Arrivé dans les gradins du stade Couto Pereira, une belle surprise attend le visiteur qui y cherche sa place désignée. Un gigantesque escalier bétonné se présente au spectateur. Chaque marche représente une série de place. Dans la section grand public, il n'y a pas de sièges. Oups !
Cela ne m'a guère arrêté. J'ai déjà vu plus d'un match de foot. J'ai lu sur mon billet plastifié l'endroit où je devrais m'asseoir - Anneau 02, rangé E, chaise 15. Et je savais pertinemment que je ne m'assoirai pas à cet endroit. Celui qui prend place à l'endroit assigné est peut être le seul à le faire. C'est tout vous dire.
J'ai pris place sur l'un des bancs bétonnés qui me donnait une excellente vision du jeu et qui me mettait au beau milieu de l'action et de la frénésie des partisans de Coritiba. Voilà le charme.
Sans attendre, j'ai demandé à un vendeur un cornet de morceaux de noix de coco grillé et saupoudré d'un produit inconnu. J'ose affirmer que c'est du sucre brun. Qu'est-ce que j'en sais, je ne suis guère un connaisseur brésilien. Une chose est sûre, j'aurais bien voulu partager avec vous mes morceaux de noix de coco, car j'en avais bien trop. Les vendeurs offrent un éventail de produits locaux : les churros avec leur onctueux caramel chaud, les bières de la région, et bien entendu la fameuse et rafraîchissante boisson gazeuse à saveur de guarana. De quoi se mettre dans la partie.

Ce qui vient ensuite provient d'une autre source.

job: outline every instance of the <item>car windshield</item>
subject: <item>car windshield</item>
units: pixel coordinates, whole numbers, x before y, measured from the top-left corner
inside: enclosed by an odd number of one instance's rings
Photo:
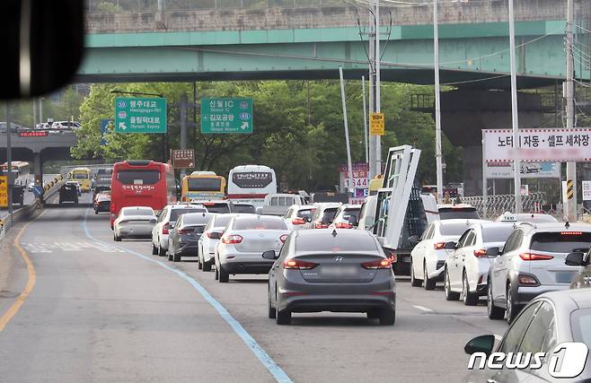
[[[565,231],[538,232],[532,237],[532,250],[550,253],[587,252],[591,248],[591,232]]]
[[[189,178],[187,187],[190,191],[217,191],[222,188],[222,180],[220,178]]]
[[[457,218],[466,218],[478,220],[481,217],[478,212],[473,207],[440,207],[439,219],[440,220],[454,220]]]
[[[286,222],[282,219],[273,217],[265,217],[259,215],[257,217],[236,218],[232,226],[233,230],[287,230]]]
[[[316,209],[302,209],[297,211],[297,217],[299,218],[311,218]]]
[[[158,170],[119,170],[117,179],[123,185],[154,185],[160,179]]]
[[[486,242],[505,242],[513,232],[513,225],[507,224],[500,227],[483,227],[482,240]]]
[[[172,209],[170,222],[173,222],[185,213],[205,213],[205,209],[199,207],[184,208],[184,209]]]
[[[466,229],[468,229],[468,225],[466,225],[465,222],[451,224],[444,224],[442,222],[439,226],[439,232],[441,235],[460,236],[466,231]]]
[[[333,236],[331,231],[326,235],[306,235],[298,236],[296,242],[296,251],[358,251],[377,252],[375,240],[369,235],[337,235]]]

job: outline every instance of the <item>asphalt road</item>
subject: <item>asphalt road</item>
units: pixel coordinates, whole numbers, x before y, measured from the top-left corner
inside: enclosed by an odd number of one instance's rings
[[[18,231],[2,245],[0,320],[27,282]],[[469,339],[507,328],[484,301],[448,302],[405,278],[393,326],[331,313],[279,326],[266,276],[220,284],[190,258],[152,256],[149,241],[114,242],[108,215],[85,207],[46,209],[19,242],[37,279],[0,331],[3,382],[451,382],[466,374]]]

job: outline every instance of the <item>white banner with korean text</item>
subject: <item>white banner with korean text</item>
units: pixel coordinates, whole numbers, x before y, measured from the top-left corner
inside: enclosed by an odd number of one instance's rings
[[[519,129],[519,160],[539,161],[591,161],[591,128]],[[512,162],[515,157],[511,129],[483,129],[486,162]]]

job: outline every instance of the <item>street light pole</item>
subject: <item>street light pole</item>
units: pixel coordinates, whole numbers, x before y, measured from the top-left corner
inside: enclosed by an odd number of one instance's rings
[[[574,62],[572,54],[573,31],[572,23],[575,16],[575,2],[567,1],[567,129],[575,127],[575,89]],[[567,162],[567,220],[577,222],[577,162]]]
[[[433,52],[435,66],[435,161],[437,178],[437,201],[443,202],[443,165],[441,152],[441,90],[439,84],[439,24],[437,1],[433,0]]]
[[[519,160],[519,118],[517,115],[517,74],[515,54],[515,13],[509,0],[509,50],[511,60],[511,120],[513,125],[513,178],[515,213],[521,213],[521,163]],[[482,169],[484,172],[484,169]]]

Le foot se joue idéalement sur un terrain plutôt sec. Ironiquement, cette soirée-là un orage s'est abattu sur le stade. Pendant une trentaine de minutes, les joueurs ont pris une bonne douche. Toutefois, ils se sont défoncés sur le terrain boueux en véritable professionnel.

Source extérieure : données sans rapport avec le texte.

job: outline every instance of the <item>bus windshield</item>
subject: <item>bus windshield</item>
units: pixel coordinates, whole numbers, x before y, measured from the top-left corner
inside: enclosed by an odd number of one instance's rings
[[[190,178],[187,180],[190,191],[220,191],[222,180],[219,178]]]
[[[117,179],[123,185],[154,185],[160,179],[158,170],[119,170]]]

Les joueurs de Coritiba ont rapidement imposé un tempo rapide en y allant avec une pression intense. Plus organisés et surtout plus athlétiques, ils ont attaqué à plusieurs reprises le flanc droit de la défensive de Prudentopolis. Surclassés dans leur zone de réparation, les visiteurs ont consenti un penalty à la 12e minute. Roberto Brum, le capitaine, a touché le fond du filet avec un boulet de canon. 1-0 pour Coritiba. Réaction hystérique dans les gradins. Les partisans ont crié et dansé sous les roulements de tambour. Mais encore, des supporters enjoués nous ont offert une séance improvisée de pyrotechnie.
Pendant tout le match, les chants, les danses et les buts se sont enchaînés normalement. Au bout du compte, Coritiba a remporté le match haut la main malgré un score serré de 2 à 1.
La pluie a peut-être quelque peu refroidi l'entrain des principaux concernés. Toutefois, les joueurs de part et d'autres ont tout donné. Les fans se sont époumonés à crier et à chanter pour leur équipe. Même sous des conditions moins favorables, les Brésiliens et les Brésiliennes ont du plaisir. Maintenant imaginez lorsque la journée est ensoleillée et que deux équipes de haut niveau croisent le fer. Le stade est plein. Le jeu est endiablé. L'excitation est à son comble. C'est de la pure frénésie. Un match de foot brésilien ça vaut le détour.